Obama’s efforts to end nuclear proliferation – which he rightly sees as the greatest danger to our security, both foreign and domestic – is made a mockery of by this secret agreement. In public, Dear Leader talks about the prospect of a nuclear-free world, while in private he’s canoodling with the increasingly hysterical Israelis, who may just resort to nuking Tehran if they feel "existentially" threatened. This goes way beyond mere hypocrisy: it actively undermines our national security interests, as well as the president’s faltering attempts to negotiate an end to the standoff with Tehran. For if Israel is to be allowed to keep its nukes, without even having to acknowledge them, then the Iranians and the Arab states must reconcile themselves to living in the shadow of nuclear annihilation. This imbalance means a region in permanent crisis.

The idea that we can prevent Iran from acquiring nuclear weapons without also disarming the nuclear-armed Israelis is a pipe dream: there are no prospects for anything but constant turmoil culminating in war unless and until we approach the problem in an evenhanded way. The alleged sanctity of the Nixon-Meir secret agreement is the biggest obstacle standing in our way – a roadblock of our own making.
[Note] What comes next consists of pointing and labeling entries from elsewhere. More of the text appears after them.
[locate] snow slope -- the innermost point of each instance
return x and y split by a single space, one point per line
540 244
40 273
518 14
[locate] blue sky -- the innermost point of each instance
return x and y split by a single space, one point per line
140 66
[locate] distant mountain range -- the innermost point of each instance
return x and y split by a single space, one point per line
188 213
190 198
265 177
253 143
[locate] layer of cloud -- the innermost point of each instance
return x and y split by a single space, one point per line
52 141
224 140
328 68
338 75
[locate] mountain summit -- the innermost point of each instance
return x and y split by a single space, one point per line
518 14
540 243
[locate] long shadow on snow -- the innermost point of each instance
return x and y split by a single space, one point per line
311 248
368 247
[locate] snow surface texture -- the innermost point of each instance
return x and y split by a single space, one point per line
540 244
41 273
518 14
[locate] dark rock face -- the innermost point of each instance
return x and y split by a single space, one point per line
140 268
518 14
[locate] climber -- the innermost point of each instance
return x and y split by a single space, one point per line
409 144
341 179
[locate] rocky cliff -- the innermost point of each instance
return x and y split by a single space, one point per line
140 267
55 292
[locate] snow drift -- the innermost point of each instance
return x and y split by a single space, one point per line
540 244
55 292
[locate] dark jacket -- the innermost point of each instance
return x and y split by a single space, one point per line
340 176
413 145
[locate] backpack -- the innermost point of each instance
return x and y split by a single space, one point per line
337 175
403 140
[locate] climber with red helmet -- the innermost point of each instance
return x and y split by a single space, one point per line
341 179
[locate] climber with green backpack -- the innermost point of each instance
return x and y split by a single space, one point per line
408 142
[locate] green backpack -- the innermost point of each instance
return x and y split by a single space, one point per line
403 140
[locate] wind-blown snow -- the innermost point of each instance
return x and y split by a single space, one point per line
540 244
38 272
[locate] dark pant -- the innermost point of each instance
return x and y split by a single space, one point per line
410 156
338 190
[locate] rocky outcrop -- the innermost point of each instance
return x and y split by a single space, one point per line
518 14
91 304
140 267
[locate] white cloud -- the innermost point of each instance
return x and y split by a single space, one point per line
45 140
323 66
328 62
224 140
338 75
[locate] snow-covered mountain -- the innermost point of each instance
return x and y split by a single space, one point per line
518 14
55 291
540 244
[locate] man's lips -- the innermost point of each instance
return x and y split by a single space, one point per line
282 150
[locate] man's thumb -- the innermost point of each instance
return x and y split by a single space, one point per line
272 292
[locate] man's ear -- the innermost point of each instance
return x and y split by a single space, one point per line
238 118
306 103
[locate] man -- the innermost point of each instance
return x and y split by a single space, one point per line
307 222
Israeli exceptionalism – treating the Jewish state as if it were the 51st state, rather than an independent country – grossly distorts our foreign policy, endangers our security, and imperils our real interests in the Middle East. Its origins lie in the fact that foreign policy in a democratic polity is the result of interest groups lobbying to substitute their own goals and interests for the interests of the nation as a whole, and the powerful c plays this game very well. Until and unless the Lobby is reined in – and, yes, defeated – there will be no justice and certainly no peace in the region.